Na hipótese específica destes autos, a recorrente já estava internada e prestes a ser operada – naturalmente abalada pela notícia de que estava acometida de câncer – quando foi surpreendida pela notícia de que a prótese a ser utilizada na cirurgia não seria custeada pelo plano de saúde no qual depositava confiança há quase 20 anos.
Sem alternativa, foi obrigada a emitir cheque desprovido de fundos para garantir a realização da intervenção cirúrgica. Assim, a toda a carga emocional que antecede uma operação somou-se a angústia decorrente não apenas da incerteza quanto à própria realização da cirurgia mas também acerca dos seus desdobramentos, em especial a alta hospitalar, sua recuperação e a continuidade do tratamento, tudo em virtude de uma negativa de cobertura que, ao final, se demonstrou injustificada, ilegal e abusiva.
O diagnóstico positivo do câncer certamente trouxe forte comoção à recorrente.
Porém, talvez pior do que isso, tenha sido ser confortada pela notícia quanto à existência de um tratamento para, em seguida, ser tomada de surpresa por uma ressalva do próprio plano de saúde – que naquele momento deveria transmitir segurança e tranquilidade ao associado – que impedia a sua realização, gerando uma situação de indefinição que perdurou até depois da cirurgia.
Maior tormento que a dor da doença é o martírio de ser privado da sua cura. Portanto, há de se reconhecer o abalo moral suportado pela recorrente, fixando-se a indenização respectiva em R$15.000,00 (quinze mil reais), na linha dos precedentes desta Corte.
III. Da sucumbência. Violação do art. 20 do CPC.
Os honorários de sucumbência foram arbitrados pelo Juiz de 1º grau em R$900,00 (novecentos reais), com supedâneo no art. 20, § 4º, do CPC (fl. 166, e-STJ), tendo a verba sido mantida pelo TJ/RS, por “estar de acordo com os parâmetros estabelecidos nesta Câmara” (fl. 250, e-STJ).

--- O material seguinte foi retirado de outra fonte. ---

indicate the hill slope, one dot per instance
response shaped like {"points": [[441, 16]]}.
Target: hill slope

Alega a recorrente que, “como a causa comportou o caráter condenatório, o juízo deveria ter efetivamente aplicado o patamar determinado no parágrafo terceiro” (fl. 305, e-STJ).

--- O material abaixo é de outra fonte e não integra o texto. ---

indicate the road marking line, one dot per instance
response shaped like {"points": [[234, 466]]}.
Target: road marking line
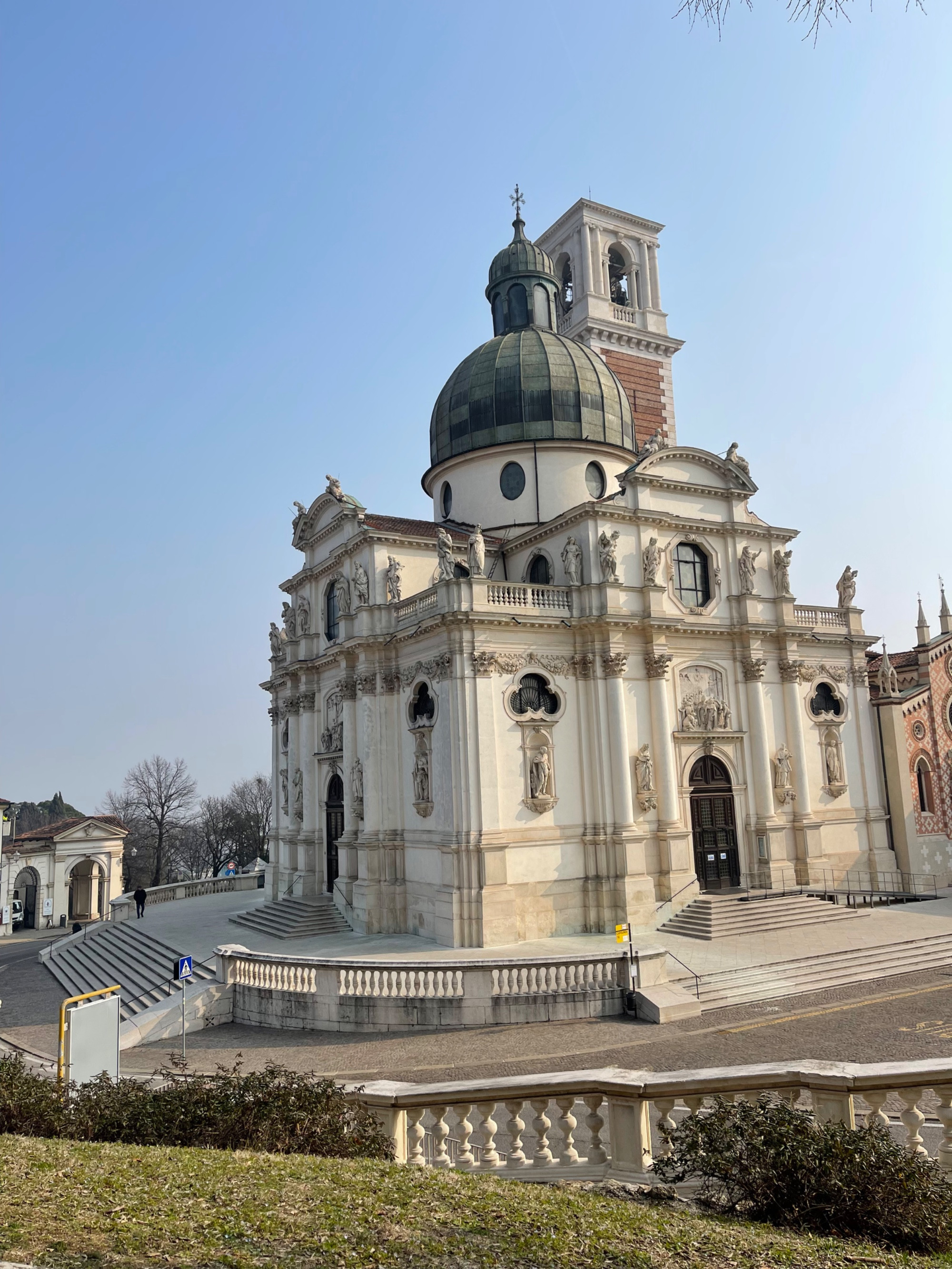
{"points": [[834, 1009]]}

O § 3º do art. 20 do CPC determina que os honorários sejam fixados entre o mínimo de 10% e o máximo de 20% sobre o valor da condenação. O § 4º do referido dispositivo legal, por sua vez, faculta ao Juiz a fixação dos honorários, consoante sua apreciação equitativa, nos processos de pequeno valor, nos de valor inestimável, nos que não houver condenação ou for vencida a Fazenda Pública e nas execuções.
Na espécie, a sentença condenou a BRADESCO SAÚDE ao pagamento de valor certo, de modo que os honorários deveriam ter sido calculados com base no § 3º do art. 20 do CPC.
Dessa forma, atenta aos parâmetros das letras “a”, “b” e “c” do § 3º do art. 20 do CPC, arbitro a verba honorária em 15% sobre o valor da condenação.
Forte nessas razões, DOU PROVIMENTO ao recurso especial, para o fim de condenar a BRADESCO SAÚDE ao pagamento de indenização por danos morais fixada em R$15.000,00, mantida a condenação por danos materiais imposta pelo 1º e 2º grau de jurisdição.
Considerando que o provimento do recurso especial implicou acolhimento integral dos pedidos contidos na inicial, deverá a BRADESCO SAÚDE arcar com a totalidade das custas e despesas processuais e dos honorários advocatícios, fixados em 15% sobre o valor da condenação.